I stopped, spread a map on the ground, and got out my pocket gravitometer. It
was a simple thing: a glass cylinder filled with aerogel and a bright orange
ceramic bead. The casing was tin, with a compressor screw at the top, a
calibrated scale along the side, and the words "Flynn & Co." at the bottom. I
flipped it over, watched the bead slowly fall. I tightened the screw a notch,
then two, then three, increasing the aerogel's density. At five, the bead
stopped. I read the gauge, squinted up at the sun, and then jabbed a finger on
an isobar to one edge of the map.
"Right here," I said. "Just off the lens. See?"
"I don't --" She was trembling with panic. Her dilated eyes shifted wildly from
one part of the empty horizon to another. Then suddenly, sourcelessly, she burst
into tears.
Embarrassed, I looked away. When she was done crying I patted the ground. "Sit."
Sniffling, she obeyed. "How old are you, Victoria?"

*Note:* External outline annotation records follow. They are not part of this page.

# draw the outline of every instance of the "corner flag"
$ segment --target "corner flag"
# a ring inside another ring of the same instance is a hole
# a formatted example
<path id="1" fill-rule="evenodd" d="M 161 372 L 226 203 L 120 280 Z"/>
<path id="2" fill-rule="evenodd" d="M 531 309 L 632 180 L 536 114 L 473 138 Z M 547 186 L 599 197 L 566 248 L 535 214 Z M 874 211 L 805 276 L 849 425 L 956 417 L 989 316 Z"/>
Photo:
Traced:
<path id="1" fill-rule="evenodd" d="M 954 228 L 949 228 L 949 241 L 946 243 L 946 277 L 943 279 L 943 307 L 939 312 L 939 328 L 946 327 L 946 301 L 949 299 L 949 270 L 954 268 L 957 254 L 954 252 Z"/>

"How old am...? Sixteen?" she said tentatively. "Seventeen?" Then, "Is that
really my name?"
"It was. The woman you were grew tired of life, and injected herself with a drug
that destroys the ego and with it all trace of personal history." I sighed. "So
in one sense you're still Victoria, and in another sense you're not. What she
did was illegal, though; you can never go back to the oculus. You'd be locked
into jail for the rest of your life."
She looked at me through eyes newly young, almost childlike in their experience,
and still wet with tears. I was prepared for hysteria, grief, rage. But all she
said was, "Are you a magician?"
That rocked me back on my heels. "Well -- yes," I said. "I suppose I am."
She considered that silently for a moment. "So what happens to me now?"
"Your job is to carry that pack. We also go turn-on-turn with the dishes." I
straightened, folding the map. "Come on. We've got a far way yet to go."